Kıtlama çay ve semaver
Erzurumlular'ın vazgeçilmezleri arasında olan ''kıtlama çay'' ve ''semaver''in şehir kültüründeki kökleri 19. yüzyıla dayanıyor.
cumhuriyet.com.trAtatürk Üniversitesi İlahiyat Fakültesi Felsefe Tarihi Anabilim Dalı Öğretim Üyesi Prof. Dr. Hacı Ömer Özden, yaptığı açıklamada, Erzurum'a çayın 1800'lü yılların başında geldiğini söyledi.

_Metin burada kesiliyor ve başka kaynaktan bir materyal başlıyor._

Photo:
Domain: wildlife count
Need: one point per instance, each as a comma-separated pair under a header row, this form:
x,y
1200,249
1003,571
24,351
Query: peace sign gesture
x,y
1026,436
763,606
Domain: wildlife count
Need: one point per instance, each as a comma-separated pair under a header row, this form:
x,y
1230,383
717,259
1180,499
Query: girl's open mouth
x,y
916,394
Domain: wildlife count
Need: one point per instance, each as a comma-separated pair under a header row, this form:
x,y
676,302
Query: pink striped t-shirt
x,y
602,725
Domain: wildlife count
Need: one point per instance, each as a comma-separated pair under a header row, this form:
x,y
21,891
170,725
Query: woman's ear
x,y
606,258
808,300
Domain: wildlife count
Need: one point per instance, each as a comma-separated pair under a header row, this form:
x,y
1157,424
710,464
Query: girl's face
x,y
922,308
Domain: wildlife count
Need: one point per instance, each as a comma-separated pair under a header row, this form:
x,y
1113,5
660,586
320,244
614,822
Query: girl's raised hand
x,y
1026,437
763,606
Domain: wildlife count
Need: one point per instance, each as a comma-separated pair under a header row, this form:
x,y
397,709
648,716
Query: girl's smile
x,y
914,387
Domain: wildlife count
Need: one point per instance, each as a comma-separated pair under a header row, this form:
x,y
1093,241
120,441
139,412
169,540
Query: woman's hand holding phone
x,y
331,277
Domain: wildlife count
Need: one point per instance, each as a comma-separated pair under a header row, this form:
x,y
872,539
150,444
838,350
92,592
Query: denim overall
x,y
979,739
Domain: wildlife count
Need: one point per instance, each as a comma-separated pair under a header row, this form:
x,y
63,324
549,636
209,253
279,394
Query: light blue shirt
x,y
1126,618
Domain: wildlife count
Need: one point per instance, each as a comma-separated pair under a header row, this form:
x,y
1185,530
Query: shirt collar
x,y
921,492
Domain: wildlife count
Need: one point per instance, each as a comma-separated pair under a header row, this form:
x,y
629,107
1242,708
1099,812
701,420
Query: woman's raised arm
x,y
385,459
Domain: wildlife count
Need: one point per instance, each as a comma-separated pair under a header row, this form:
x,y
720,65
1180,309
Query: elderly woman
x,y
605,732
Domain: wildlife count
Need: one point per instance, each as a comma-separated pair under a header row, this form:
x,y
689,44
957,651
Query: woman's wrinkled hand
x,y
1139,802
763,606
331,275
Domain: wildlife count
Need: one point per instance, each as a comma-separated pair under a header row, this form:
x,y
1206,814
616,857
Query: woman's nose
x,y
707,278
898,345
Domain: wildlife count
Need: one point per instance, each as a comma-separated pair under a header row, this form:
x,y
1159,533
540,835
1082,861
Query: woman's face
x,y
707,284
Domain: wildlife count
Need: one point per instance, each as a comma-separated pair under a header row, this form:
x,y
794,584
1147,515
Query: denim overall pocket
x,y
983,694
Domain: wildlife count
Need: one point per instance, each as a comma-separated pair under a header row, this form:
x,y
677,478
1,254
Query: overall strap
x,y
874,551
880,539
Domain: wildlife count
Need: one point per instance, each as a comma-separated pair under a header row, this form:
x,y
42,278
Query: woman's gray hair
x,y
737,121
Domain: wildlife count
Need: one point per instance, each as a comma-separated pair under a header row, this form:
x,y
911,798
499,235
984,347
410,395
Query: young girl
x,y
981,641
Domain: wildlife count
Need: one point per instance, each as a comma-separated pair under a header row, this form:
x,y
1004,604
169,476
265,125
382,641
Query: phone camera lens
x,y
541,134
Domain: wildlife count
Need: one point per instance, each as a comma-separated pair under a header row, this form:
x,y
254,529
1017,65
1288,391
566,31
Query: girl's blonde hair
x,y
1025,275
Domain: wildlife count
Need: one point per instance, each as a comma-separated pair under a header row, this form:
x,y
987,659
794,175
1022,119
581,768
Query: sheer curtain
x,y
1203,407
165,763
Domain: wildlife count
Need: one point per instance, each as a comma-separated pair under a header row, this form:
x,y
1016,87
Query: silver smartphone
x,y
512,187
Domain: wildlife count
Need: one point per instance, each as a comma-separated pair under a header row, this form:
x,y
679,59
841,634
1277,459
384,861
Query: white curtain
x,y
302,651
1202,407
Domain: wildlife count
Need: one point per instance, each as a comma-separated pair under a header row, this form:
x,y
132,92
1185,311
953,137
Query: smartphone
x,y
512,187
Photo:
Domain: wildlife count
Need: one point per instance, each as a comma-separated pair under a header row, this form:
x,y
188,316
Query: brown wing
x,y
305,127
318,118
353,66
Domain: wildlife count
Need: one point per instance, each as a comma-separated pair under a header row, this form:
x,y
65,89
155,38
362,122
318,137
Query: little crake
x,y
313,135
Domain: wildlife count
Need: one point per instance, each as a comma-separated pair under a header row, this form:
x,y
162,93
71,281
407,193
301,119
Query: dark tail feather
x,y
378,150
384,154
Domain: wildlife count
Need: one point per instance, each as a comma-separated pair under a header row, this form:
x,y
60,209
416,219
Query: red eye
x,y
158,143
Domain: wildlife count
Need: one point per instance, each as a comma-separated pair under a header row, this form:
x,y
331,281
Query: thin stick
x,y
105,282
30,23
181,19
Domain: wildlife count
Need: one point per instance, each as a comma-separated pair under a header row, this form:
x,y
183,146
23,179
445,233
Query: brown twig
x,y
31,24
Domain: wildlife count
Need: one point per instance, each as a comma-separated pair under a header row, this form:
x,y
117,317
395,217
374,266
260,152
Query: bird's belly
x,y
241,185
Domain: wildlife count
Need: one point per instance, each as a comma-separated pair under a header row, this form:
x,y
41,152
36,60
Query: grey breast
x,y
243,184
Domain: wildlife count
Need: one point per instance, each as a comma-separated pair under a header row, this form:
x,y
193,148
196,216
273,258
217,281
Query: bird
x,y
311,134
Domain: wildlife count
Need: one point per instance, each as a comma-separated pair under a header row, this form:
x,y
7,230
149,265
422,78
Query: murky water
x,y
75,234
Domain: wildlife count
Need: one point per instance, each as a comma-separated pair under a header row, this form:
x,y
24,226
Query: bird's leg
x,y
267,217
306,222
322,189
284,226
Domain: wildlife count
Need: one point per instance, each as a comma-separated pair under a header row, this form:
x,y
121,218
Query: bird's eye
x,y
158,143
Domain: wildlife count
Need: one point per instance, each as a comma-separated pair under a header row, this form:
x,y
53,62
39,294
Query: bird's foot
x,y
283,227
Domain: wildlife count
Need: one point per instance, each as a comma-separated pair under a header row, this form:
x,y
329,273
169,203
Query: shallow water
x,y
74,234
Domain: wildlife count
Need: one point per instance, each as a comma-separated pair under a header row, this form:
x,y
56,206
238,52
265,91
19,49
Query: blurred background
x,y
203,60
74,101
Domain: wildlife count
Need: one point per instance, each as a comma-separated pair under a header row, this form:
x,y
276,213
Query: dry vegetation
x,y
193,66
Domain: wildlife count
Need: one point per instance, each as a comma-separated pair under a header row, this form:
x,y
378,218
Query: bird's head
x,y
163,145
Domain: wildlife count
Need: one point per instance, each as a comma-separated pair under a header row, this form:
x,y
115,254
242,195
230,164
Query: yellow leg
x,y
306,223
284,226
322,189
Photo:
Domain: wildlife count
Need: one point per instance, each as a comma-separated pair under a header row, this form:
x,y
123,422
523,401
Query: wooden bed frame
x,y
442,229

Erzurum'a geldiği yıllarda şeker olmadığı için çayın kuru dut, aşma ve kuru erikle içildiğini dile getiren Hacı Ömer Özden, daha sonra Rusya'dan şeker ithal edildiğini ifade ederek şunları söyledi:
''Rusya'dan kalıplar halinde gelen şekerler, kırılarak satışa çıkarılırmış. Vatandaşlar kalıp halinde aldıkları bu şekerleri evlerinde ''Taka Tuka'' adını verdikleri bir aletle kırarak küçültmüşler. İnsanlar şeker daha küçük olsun diye şekeri ağızlarında da kırarak yani ''Kıtlayarak'' çay içerlermiş. Bunun arkasında fakirlik veya yoksulluk var diyebiliriz.''
Kolera salgınının çay kültürüne katkısı
Kentteki semaver çayı geleneğini de anlatan Özden, şunları kaydetti:
''Bir rivayete göre de 1895 Erzurum'da bir kolera salgını olmuş. Doktorlar vatandaştan hastalığı karşı suları kaynatarak içmesini istemiş. Fakat Erzurum halkı buna pek uymamış. Dönemin valisi, hastalığa çare olarak her mahalleye büyük semaverler koydurmuş. Çayın yanında da bir kalıp şeker keserle kırılarak vatandaşlara verilmiş ve akşama kadar çay içmeleri istenmiş. Kıtlama kelimesinin şeker iki diş arasında kırılırken çıkan ''kıt'' sesinden geldiği bilinir.''
Erzurum'da soğuk hava etkili olduğu için bir kişinin akşama kadar 20 bardak çay içebileceğine dikkat çeken Özden, çay üzerine yazılmış şiir ve türkülerin de çayın şehir kültüründeki önemini ortaya koyduğunu kaydetti.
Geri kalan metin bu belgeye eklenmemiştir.